Anthropic's Skill scanners found no threats in a malicious code sample, but missed the actual attack vector. Security researchers at Gecko Security discovered that test files bypass safety checks entirely.

The vulnerability works like this. Anthropic's scanning tools analyze Skills pulled from ClawHub or skills.sh by inspecting markdown instructions and checking for prompt injection or hidden shell commands. They pass cleanly. But the scanners ignore .test.ts files sitting alongside the main code. Test files don't execute through the agent itself, so security documentation doesn't require scanning them. This gap creates an opening.

When a Skill runs, its test files execute with full filesystem access, environment variable exposure, and SSH key visibility. An attacker can embed malicious code in a .test.ts file that never triggers the security scanners. The test runner executes it anyway, giving the attacker complete system access without triggering any alarms.
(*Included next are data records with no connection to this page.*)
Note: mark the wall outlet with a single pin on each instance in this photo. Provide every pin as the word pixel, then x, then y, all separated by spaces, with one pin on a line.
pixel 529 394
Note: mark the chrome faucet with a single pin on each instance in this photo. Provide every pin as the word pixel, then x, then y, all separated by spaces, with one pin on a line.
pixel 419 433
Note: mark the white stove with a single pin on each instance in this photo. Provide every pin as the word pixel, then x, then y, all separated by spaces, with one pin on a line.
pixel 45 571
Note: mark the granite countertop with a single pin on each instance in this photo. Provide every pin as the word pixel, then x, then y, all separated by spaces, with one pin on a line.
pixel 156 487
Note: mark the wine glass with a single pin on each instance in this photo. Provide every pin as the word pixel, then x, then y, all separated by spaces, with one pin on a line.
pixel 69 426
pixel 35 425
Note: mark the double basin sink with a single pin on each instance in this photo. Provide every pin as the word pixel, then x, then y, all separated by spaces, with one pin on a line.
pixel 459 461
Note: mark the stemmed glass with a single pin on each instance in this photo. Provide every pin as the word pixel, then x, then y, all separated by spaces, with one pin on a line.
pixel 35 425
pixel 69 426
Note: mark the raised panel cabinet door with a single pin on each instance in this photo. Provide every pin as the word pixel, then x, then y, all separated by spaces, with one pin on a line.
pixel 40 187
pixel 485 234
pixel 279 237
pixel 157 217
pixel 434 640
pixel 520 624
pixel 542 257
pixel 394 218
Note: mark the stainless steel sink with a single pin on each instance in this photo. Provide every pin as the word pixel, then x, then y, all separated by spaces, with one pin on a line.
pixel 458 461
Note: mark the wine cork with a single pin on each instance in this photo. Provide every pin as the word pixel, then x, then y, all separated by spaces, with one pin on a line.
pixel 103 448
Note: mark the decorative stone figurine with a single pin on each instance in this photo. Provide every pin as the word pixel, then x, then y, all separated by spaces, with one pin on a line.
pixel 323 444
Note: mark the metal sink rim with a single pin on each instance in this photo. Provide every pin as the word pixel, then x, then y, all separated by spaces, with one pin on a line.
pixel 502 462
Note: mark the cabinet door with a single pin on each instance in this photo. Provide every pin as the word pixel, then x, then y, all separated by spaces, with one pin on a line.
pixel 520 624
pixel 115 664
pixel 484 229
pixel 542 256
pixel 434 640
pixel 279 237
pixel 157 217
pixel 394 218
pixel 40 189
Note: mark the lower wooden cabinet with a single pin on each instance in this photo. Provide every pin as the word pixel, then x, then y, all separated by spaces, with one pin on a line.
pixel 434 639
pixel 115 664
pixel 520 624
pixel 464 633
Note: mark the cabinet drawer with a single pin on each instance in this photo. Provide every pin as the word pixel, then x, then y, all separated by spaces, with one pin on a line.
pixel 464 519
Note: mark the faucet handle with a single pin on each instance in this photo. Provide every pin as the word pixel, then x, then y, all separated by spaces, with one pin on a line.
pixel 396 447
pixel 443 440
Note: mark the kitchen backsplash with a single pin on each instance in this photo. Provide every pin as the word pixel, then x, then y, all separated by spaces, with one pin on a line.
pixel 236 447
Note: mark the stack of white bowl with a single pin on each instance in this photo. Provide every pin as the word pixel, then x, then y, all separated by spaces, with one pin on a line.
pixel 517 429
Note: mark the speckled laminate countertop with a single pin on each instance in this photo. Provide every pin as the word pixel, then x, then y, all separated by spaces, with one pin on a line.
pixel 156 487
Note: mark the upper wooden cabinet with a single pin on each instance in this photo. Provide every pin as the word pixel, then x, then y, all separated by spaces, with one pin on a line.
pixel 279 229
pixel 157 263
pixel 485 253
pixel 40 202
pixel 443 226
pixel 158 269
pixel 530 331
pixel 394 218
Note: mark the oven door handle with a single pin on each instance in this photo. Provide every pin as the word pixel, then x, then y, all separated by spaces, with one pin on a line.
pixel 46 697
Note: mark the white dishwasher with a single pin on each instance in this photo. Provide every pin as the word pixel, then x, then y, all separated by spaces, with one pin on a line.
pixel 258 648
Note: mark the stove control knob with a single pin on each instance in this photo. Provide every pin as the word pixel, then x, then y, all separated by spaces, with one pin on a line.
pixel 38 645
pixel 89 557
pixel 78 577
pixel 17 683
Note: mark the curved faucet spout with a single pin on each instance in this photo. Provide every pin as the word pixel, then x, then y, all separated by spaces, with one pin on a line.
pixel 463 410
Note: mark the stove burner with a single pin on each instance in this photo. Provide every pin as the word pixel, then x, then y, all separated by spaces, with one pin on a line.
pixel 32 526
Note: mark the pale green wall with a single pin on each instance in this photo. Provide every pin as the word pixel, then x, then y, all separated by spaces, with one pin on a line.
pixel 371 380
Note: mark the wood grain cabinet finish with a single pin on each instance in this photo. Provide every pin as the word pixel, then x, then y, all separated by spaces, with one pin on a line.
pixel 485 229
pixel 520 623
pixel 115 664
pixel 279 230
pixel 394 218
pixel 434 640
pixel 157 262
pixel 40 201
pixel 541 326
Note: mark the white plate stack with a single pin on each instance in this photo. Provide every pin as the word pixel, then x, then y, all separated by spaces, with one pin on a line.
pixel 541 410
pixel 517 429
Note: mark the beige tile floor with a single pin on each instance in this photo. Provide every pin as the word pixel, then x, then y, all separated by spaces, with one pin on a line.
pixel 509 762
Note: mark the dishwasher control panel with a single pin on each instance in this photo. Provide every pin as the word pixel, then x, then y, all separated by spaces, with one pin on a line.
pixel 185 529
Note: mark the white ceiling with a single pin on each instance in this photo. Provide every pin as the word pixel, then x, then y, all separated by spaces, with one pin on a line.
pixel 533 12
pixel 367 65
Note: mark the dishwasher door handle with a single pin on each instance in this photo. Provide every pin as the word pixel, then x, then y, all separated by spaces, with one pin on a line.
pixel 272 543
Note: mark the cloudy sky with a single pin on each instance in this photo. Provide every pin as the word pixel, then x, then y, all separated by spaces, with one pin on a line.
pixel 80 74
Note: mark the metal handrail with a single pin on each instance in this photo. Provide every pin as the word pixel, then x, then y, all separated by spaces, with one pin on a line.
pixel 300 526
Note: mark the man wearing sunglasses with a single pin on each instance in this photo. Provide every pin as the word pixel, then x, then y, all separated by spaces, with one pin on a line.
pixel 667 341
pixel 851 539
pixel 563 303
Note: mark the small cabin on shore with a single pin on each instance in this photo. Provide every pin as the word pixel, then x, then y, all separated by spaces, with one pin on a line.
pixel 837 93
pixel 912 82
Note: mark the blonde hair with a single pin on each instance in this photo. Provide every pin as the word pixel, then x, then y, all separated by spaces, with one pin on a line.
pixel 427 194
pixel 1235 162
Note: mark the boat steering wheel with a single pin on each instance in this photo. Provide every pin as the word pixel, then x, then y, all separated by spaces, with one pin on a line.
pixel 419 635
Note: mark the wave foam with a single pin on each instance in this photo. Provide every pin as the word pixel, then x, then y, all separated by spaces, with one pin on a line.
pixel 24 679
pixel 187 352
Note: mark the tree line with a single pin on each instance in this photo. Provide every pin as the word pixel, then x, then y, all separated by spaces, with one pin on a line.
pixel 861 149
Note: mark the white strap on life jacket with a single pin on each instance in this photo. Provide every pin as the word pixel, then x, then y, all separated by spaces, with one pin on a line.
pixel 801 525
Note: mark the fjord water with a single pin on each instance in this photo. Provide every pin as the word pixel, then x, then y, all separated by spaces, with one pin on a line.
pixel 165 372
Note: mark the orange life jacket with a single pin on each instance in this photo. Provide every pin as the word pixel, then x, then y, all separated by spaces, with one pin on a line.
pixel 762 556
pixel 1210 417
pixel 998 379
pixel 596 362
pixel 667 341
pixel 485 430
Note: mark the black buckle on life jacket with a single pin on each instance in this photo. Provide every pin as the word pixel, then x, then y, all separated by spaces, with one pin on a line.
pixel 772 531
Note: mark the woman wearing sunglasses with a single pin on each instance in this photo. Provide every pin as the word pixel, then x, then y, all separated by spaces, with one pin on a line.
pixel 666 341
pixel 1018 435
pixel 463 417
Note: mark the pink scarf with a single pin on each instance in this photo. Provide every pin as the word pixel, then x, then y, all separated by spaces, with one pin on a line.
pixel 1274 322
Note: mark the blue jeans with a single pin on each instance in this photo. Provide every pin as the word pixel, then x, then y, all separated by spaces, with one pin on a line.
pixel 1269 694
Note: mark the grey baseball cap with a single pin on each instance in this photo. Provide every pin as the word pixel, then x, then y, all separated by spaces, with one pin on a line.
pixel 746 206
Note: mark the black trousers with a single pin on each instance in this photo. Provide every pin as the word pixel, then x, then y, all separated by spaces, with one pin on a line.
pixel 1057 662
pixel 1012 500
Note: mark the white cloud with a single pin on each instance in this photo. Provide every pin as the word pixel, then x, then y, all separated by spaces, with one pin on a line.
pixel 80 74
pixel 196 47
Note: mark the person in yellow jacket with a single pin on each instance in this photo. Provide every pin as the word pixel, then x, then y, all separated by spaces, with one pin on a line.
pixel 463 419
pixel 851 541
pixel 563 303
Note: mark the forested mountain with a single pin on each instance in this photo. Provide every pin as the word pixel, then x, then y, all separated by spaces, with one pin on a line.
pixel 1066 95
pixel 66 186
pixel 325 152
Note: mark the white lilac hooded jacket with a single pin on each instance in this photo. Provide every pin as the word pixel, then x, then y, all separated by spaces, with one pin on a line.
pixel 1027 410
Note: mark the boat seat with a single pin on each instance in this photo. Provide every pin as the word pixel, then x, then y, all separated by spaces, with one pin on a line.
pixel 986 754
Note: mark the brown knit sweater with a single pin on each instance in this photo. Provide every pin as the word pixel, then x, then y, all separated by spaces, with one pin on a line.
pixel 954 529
This represents a fundamental blind spot in how Anthropic's ecosystem validates code. The scanners work as documented. They catch threats in the execution surface. But they explicitly don't cover test infrastructure, treating it as separate from agent operations. In practice, test code runs with identical privileges to production code.

Gecko Security researcher Jeevan Jutla identified this gap and published detailed findings. The issue affects any developer or organization downloading Skills from Anthropic's official repositories. A compromised Skill with clean main code but poisoned tests would pass all public checks before installation.

The fix requires scanners to examine test files with the same rigor applied to production code. Anthropic needs to either integrate test scanning into existing tools or document why test code presents different risk levels. Until then, developers should manually inspect .test.ts files before running unfamiliar Skills, treating them as executable code rather than harmless verification logic.